The Telegraph reports this week that men are not good at spending time alone – with an interesting implication for psychology, that they make poor participants in psychology experiments because they’re more contrarian. We’ve always known gender is an extraneous participant variable that can affect a study, so that’s worth bearing in mind when you do research.
Perhaps more interesting (and very relevant to A2 Relationships psychology) is the British sex survey which this week revealed a plummet in rates of British sexual activity in the last decade. Socio-economics (it’s been a bleak, depressing few years for a majority of people) might explain that in evolutionary terms: put bluntly when you feel insecure, your caveman genes have less incentive to breed – and in fact, an incentive to avoid doing so. You can find some interesting data that matches this from Japanese generational change if you look around – about a new generation uninterested in marriage or even permanent relationships in light of economic stagnation. Socioeconomics, especially when they evolve rapidly and destabilise established cultural traditions and social structures, have significant power to change behaviours permanently with each new generation. Read some of the linked articles too.

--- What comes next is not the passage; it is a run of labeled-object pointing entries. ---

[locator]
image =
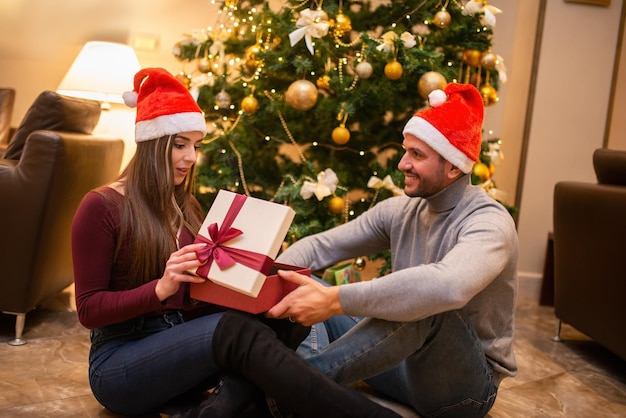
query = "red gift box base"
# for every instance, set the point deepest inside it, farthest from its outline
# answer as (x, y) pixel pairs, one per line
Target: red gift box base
(273, 290)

Technology too: an alternative (or, more likely, complementary) explanation is the rise of mobile internet and its increasing dominance over our lives. Longer work hours, poorer job / home / pension / financial security is a socket into which easily fits the plug of hook-ups apps like Tinder. Maybe if you’re part of an insecure modern young adult generation there is, as a wise man once sung, “nothing left to do / except dance and drink and screw.” It’s chicken and egg whether the existence or apps like Tinder causes, or is caused by and just satisfies (pun intended) a desire for more casual sex than traditional social structures encourage, but changes in gender attitudes are evident in this article from a woman frankly describing her (rather extensive) use of the app. A2 students note that sexual behaviours are far more complex than “men-sex, women-relationship” and note the evolutionary implications for mate-scanning implicit in her article.
In other news, read this response to the recent concern that therapy might actually make problems worse (compare the traditional wisdom “not to dwell on it”); other findings (relevant to A2 Phobias) show evidence in support of talking cures for social anxiety – which shouldn’t surprise us. And maybe it turns out words have power because, well, I say so – a nice little piece about how irrational we are in social contexts.